6 Responses to Obama Gets Efficient: $4 Billion For Energy Efficient Building Upgrades

  1. thanes says:

    Now what, exactly, do Republican presidents end up doing when they retire?
    Hide, mostly. Or quickly succumb to their dementia privately, after having inflicted it on the rest of us.

  2. fj says:

    yes this seems to be big news; johnson controls is a strong advocate for its importance.

  3. Kota says:

    Oh look. They are able to save american businesses 40 billion every year, and then something can whiz on through. Call me shocked I tell you, shocked. Of course these busnesses are going to ‘pay that forward’ by putting it in a fund to help the rest of us retrofit our homes? No? Use it to retrofit their business to clean energy? No? Increase their profits?

    I think I’ll wait for the other shoe to drop on this one. For all I know they will use the savings to build coal plants in other countries, hire those people to run their factories off of it and claim what fine fellows they are. Business as usual.

  4. TKPGH says:

    What was conspicuously absent from the President’s speech were the phrases “climate change” or “global warming”,referring instead to “harmful pollution”. He let former President Clinton carry that water for him (Clinton mentioned the fight against climate change during his opening remarks).

    We have got to find some way to get Obama to accept the idea that global warming has to be openly discussed. I just got word that the Discovery Channel backed down on its position of not airing the final, global warming episode of it’s upcoming new series “Frozen Planet”, in the face of 75,000 petition signitures. If we could get that kind of response to a petition for Obama to do a speech on the climate and oceans crisis, I can’t help but think he would have to comply. 75000 people is enough to turn an election.

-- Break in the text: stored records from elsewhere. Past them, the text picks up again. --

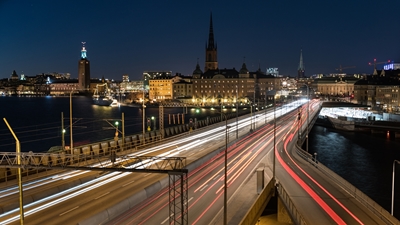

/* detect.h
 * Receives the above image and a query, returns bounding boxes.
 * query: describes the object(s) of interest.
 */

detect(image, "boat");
[110,99,120,107]
[93,84,115,106]
[93,95,114,106]
[327,117,355,131]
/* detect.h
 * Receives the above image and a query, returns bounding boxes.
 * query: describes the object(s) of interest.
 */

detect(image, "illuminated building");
[78,42,90,90]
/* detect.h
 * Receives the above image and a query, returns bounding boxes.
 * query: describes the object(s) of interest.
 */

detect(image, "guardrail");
[276,183,307,225]
[296,145,400,224]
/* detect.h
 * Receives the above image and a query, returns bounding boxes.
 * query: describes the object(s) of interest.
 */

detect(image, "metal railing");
[276,183,307,225]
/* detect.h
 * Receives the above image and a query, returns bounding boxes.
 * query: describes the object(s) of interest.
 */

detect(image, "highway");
[0,100,396,224]
[0,101,296,224]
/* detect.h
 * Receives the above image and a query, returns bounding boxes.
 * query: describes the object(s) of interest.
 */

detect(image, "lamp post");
[69,91,74,154]
[236,85,239,139]
[391,160,400,216]
[142,87,146,144]
[249,101,253,132]
[61,112,65,151]
[305,84,310,152]
[265,90,276,178]
[220,112,228,225]
[3,118,24,225]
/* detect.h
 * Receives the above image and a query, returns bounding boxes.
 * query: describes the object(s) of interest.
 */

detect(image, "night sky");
[0,0,400,80]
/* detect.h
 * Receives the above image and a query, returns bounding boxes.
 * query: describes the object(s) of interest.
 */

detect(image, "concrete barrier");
[92,143,100,155]
[100,142,110,155]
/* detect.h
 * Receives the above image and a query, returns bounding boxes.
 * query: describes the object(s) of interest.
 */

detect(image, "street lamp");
[304,84,310,152]
[391,160,400,216]
[236,85,239,139]
[249,100,253,132]
[265,90,276,178]
[69,90,74,154]
[3,118,25,225]
[220,112,229,225]
[142,87,146,144]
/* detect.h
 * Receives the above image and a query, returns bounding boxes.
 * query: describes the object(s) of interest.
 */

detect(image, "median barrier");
[92,143,100,155]
[156,130,162,140]
[125,137,133,149]
[82,146,91,156]
[132,135,140,148]
[100,142,110,155]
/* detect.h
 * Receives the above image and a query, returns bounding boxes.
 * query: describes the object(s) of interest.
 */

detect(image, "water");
[0,96,230,152]
[0,96,400,218]
[309,126,400,218]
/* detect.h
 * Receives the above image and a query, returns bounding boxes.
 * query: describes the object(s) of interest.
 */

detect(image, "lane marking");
[94,192,110,200]
[59,205,79,216]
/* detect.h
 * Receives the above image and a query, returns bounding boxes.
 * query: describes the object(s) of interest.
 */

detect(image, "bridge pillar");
[277,198,293,224]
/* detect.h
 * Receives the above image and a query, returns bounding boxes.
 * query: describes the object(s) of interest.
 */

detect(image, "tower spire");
[207,13,215,49]
[297,49,305,78]
[81,42,87,59]
[204,13,218,72]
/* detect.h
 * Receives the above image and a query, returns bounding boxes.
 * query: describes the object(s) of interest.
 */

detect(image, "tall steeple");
[81,42,87,59]
[207,14,215,50]
[297,49,305,78]
[78,42,90,91]
[204,13,218,72]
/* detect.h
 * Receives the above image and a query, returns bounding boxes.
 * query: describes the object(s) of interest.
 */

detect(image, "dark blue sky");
[0,0,400,80]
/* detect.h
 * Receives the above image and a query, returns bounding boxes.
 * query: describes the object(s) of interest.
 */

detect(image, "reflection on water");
[309,126,400,218]
[0,96,241,152]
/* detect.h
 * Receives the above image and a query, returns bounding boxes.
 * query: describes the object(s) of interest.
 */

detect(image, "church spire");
[297,49,305,78]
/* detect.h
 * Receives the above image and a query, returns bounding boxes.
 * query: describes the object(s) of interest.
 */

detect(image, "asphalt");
[211,151,290,225]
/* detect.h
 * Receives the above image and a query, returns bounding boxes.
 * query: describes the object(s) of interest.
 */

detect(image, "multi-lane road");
[0,101,396,224]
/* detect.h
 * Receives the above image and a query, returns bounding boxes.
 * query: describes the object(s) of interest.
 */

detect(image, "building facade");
[204,14,218,72]
[78,42,90,91]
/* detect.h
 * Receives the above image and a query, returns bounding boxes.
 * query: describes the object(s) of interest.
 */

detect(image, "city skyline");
[0,0,400,80]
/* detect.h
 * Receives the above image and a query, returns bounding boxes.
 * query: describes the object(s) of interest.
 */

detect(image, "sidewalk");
[211,156,288,225]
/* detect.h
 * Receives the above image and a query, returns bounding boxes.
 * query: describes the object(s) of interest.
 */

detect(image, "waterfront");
[303,126,400,218]
[0,96,239,152]
[0,96,400,218]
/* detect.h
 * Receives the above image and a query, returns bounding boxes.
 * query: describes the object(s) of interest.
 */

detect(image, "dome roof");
[193,63,203,74]
[239,63,249,74]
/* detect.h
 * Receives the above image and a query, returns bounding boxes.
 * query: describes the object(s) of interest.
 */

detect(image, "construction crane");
[368,59,390,75]
[335,65,356,73]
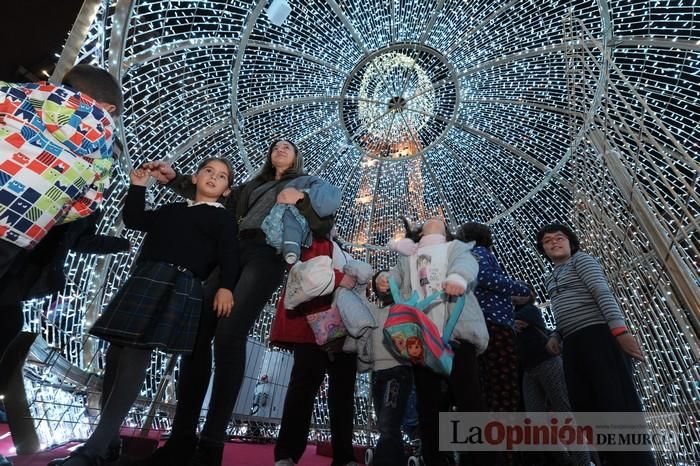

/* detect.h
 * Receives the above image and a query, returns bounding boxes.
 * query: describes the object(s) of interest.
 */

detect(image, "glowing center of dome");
[341,44,457,159]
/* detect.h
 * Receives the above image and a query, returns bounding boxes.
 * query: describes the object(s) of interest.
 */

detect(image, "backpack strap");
[389,275,418,307]
[414,291,442,311]
[442,293,466,344]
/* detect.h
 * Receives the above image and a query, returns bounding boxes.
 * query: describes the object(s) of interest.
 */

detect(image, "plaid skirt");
[90,261,203,353]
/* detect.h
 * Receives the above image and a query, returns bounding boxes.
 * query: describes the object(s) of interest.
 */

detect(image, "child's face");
[270,141,296,170]
[192,160,230,199]
[422,218,447,236]
[406,341,423,358]
[391,335,406,353]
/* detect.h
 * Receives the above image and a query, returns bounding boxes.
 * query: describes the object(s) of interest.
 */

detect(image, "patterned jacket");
[0,81,114,249]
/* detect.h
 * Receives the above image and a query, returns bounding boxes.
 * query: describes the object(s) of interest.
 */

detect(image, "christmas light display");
[19,0,700,464]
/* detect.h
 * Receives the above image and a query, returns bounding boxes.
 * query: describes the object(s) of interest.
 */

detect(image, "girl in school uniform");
[49,158,238,466]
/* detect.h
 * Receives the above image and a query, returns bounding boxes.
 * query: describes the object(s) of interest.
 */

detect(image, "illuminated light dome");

    I’ve been in touch with my Congressman’s office: the deniers show up far more than we do. Something has to give. Global Warming Education Network has been trying to garner support with a Facebook page (Presidential State of the Climate Address). To date, there are oly 181 “likes” registered there. Obama was great in Kansas yesterday, talking about the economy and fairness. He would be dynamite if he followed Sen. Whitehouse’s lead and spoke on climate and oceans. We have only ourselves to blame if he fails to do so.

  5. thanes says:

    I’m becoming involved with the Ctizens’ Climate Lobby, which is entirely devoted to reversing that frightening and certainly true point you make, that the Denialists go to pester legislators far more than climate hawks. Thing is, it is against my temperament, which means its probably good for me. But urrrrrrrrgh, when I see some Denialist lie in the comments section of some actual reporting on global warming, I WANT BLOOD. But I have children I love. For them, I will go to the offices of Republicans as well as Democrats, and politely, and patiently, and compassionately, ask them to consider a carbon tax.
    And as far as I can tell, this is the only way humanity will survive. If every single person who calls themselves a climate hawk does this, and if they talk calmly to every sympathetically-minded, rational person to join them.

  6. TKPGH says:

    Thanes- During a recent broadcast on KUOW radio, Former Congressman Brian Baird stateed that he would have rather based the debate on climate he was part of on personal responsibility, rather than cap-and-trade. For the future, I’m sticking close to the ocean acidification side of the argument and will try to frame it terms of personal responsibility to others. That is something that resonates with Republicans (or at least used to).

    For a possible new solution, see “The Coming Green Wave” in the Atlantic Monthly.